Prayer is an offering up of our desires unto God. The Psalmist exhorts in Psalm 62:8 to “pour out your heart before him.” (ESV) As both His creatures and His children, we are dependent upon Him for everything. So He invites us to offer us our desires unto both our Creator and Redeemer.
Yet we must be careful in that those desires are to be for things which are “only agreeable to His will.” It isn’t praying for anything our spirit wants. It is praying for things which conform to His Holy Word and submit to His will. Moses in Deuteronomy 29:29 specifically told us that “the secret things belong to the LORD our God, but the things that are revealed belong to us and to our children forever, that we may do all the words of this law.” (ESV)
Obviously, we need “the help of the Spirit” in these desires. Paul in Romans 8 tells us in verse 26, 27, that “we do not know what to pray for as we ought, but the Spirit himself intercedes for us with groanings too deep for words. And he who searches hearts know what is the mind of the Spirit, because the Spirit intercedes for the saints according to the will of God.” (ESV) There will be no effective prayer without the Spirit coming alongside of us to aid us in this privilege.

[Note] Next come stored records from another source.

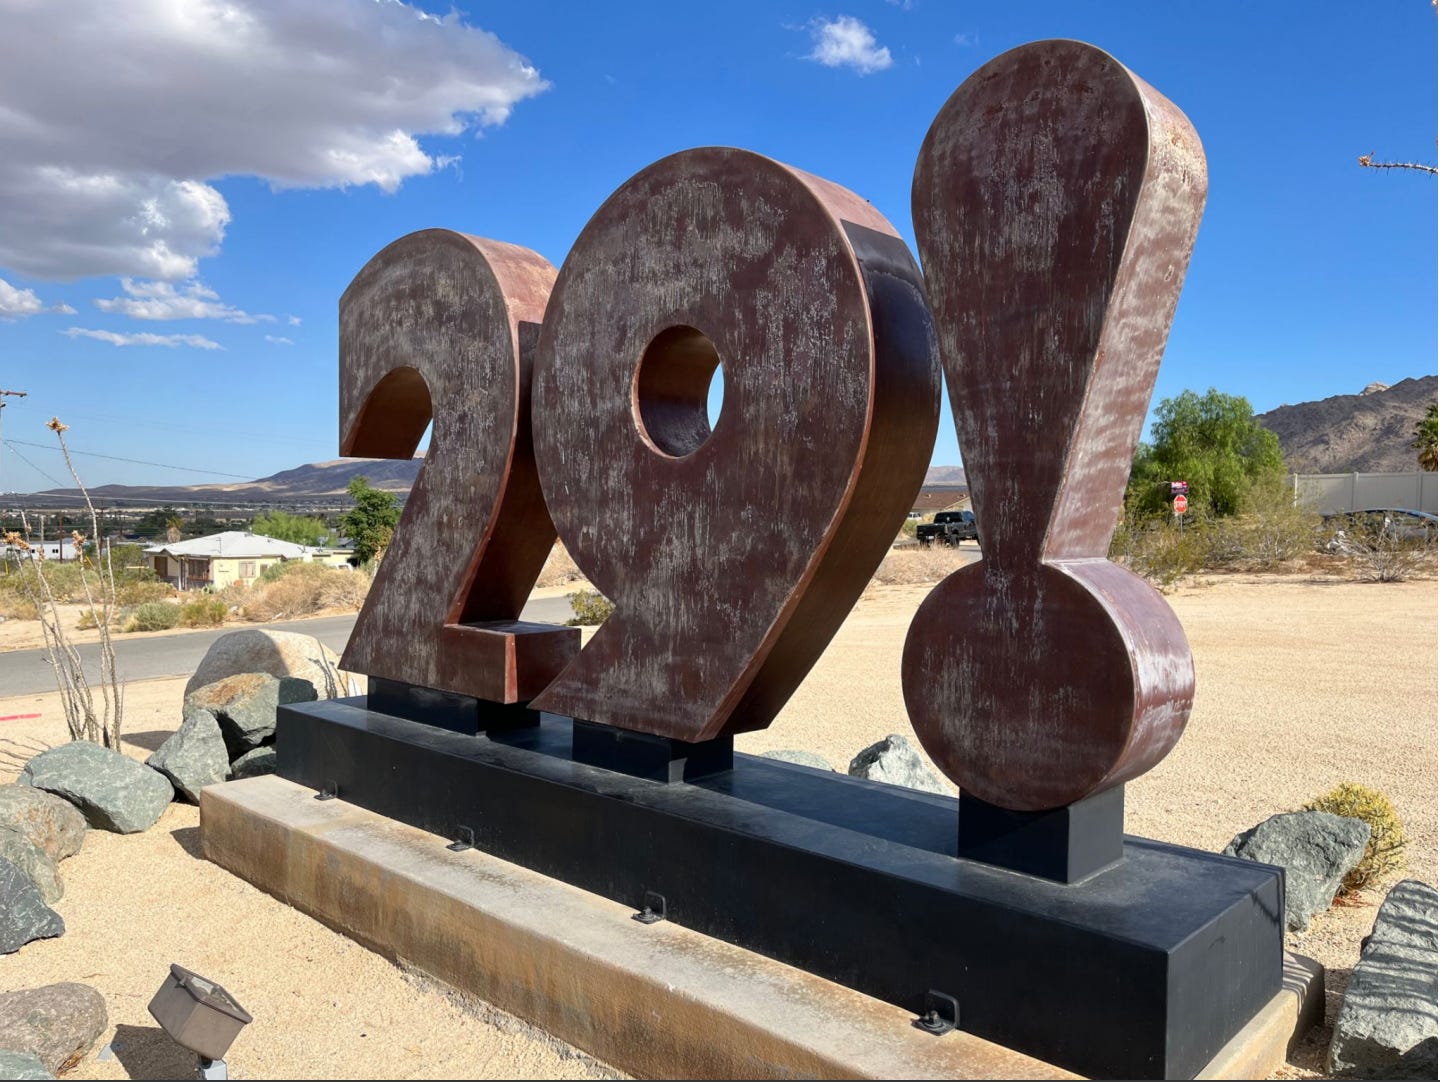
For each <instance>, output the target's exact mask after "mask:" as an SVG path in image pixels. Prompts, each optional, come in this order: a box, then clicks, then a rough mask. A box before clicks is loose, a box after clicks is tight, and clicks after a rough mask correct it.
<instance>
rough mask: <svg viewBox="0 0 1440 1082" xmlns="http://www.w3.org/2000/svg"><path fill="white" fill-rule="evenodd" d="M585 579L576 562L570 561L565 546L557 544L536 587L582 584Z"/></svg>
mask: <svg viewBox="0 0 1440 1082" xmlns="http://www.w3.org/2000/svg"><path fill="white" fill-rule="evenodd" d="M583 579H585V575H583V573H582V572H580V569H579V568H577V566H576V565H575V560H573V559H570V553H569V552H566V547H564V545H562V543H560V542H556V543H554V547H553V549H550V555H549V556H547V558H546V562H544V566H543V568H541V569H540V578H539V579H536V585H537V586H563V585H566V584H569V582H582V581H583Z"/></svg>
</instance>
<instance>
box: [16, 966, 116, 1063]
mask: <svg viewBox="0 0 1440 1082" xmlns="http://www.w3.org/2000/svg"><path fill="white" fill-rule="evenodd" d="M108 1024H109V1016H108V1014H107V1011H105V997H104V996H101V994H99V993H98V991H95V990H94V988H92V987H89V985H88V984H46V985H45V987H43V988H26V990H24V991H12V993H6V994H4V996H0V1047H6V1049H12V1050H14V1052H29V1053H30V1055H32V1056H35V1058H36V1059H39V1060H40V1062H42V1063H43V1065H45V1066H46V1068H48V1069H49V1070H59V1069H60V1068H62V1066H65V1065H68V1063H73V1062H75V1060H76V1059H79V1058H81V1056H84V1055H85V1053H86V1052H89V1050H91V1046H94V1045H95V1042H96V1040H98V1039H99V1034H101V1033H104V1032H105V1029H107V1026H108Z"/></svg>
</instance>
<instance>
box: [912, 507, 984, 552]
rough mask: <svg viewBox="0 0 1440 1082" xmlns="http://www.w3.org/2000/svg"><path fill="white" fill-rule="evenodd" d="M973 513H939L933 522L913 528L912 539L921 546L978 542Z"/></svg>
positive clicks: (978, 534) (925, 523)
mask: <svg viewBox="0 0 1440 1082" xmlns="http://www.w3.org/2000/svg"><path fill="white" fill-rule="evenodd" d="M979 536H981V535H979V532H978V530H976V529H975V513H973V511H940V513H939V514H936V516H935V522H932V523H922V524H919V526H916V527H914V539H916V540H917V542H920V543H922V545H935V543H936V542H940V543H942V545H950V546H955V545H959V543H960V542H962V540H979Z"/></svg>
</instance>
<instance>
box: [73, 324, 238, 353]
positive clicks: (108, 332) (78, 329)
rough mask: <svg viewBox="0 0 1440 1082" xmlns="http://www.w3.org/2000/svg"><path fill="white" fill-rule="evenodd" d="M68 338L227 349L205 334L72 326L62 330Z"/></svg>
mask: <svg viewBox="0 0 1440 1082" xmlns="http://www.w3.org/2000/svg"><path fill="white" fill-rule="evenodd" d="M60 334H63V336H65V337H68V339H96V340H99V341H108V343H109V344H111V346H170V347H176V346H192V347H194V349H197V350H217V349H225V347H223V346H220V343H219V341H212V340H210V339H207V337H204V336H203V334H148V333H141V334H117V333H115V331H112V330H89V328H86V327H71V328H69V330H62V331H60Z"/></svg>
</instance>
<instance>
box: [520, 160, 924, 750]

And yes, it must be in “the name of Christ.” This may be the bare mentioning of His name during and at the end of prayer. But primarily it speaks of drawing our strength from the intercessory work of Jesus Christ on our behalf. It was Jesus Himself who put Himself down as an advocate when in John 16:23, he said “Whatever you ask of the Father in my name, he will give it to you.”
Next, “confessing of our sins” must always be a part of our prayers. Why? Because as the Psalmist said again, “if I had cherished iniquity in my heart, the Lord would not have listened.” (Psalm 66:18 ESV) We must confess, or as the original says, “say the same things as” the Lord who convicts us of general and particular sins. Then, we can claim the promise of 1 John 1:9 that “he is faithful and just to forgive us our sins and to cleanse us from all unrighteousness.”
Last, thanksgiving or a “thankful acknowledgement of his mercies,” or offering our gratitude for all His answers to our prayers, is in order. “In everything give thanks,” Paul commands His people in 1 Thessalonians 5:17.
We haven’t placed down prayer on these devotionals, believing simply that this was a “given” anytime we sit down to reflect on His providence in days gone by as well as the present. But we need to be men and women of prayer, as we see the day of His coming approaching.
Words to live by: There are countless books on the subject of prayer. We could spent out entire spiritual life reading them. What is important however is that we simply learn by praying. We can be in the spirit of prayer. We can pray generally. We can pray specifically. We can pray with ourselves or with others. But above all, be men and women of prayer.
Through the Scriptures: Hebrews 1 – 4
Through the Standards: The importance of assemblies
“For the better government, and further edification of the Church, there ought to be such assemblies as are commonly called Synods or Councils; and it belongs to the overseers and other rulers of the particular churches, by virtue of their office, and the power which Christ has given them for edification and not for destruction, to appoint such assemblies; and to convene together in them, as often as they shall judge it expedience for the good of the church.”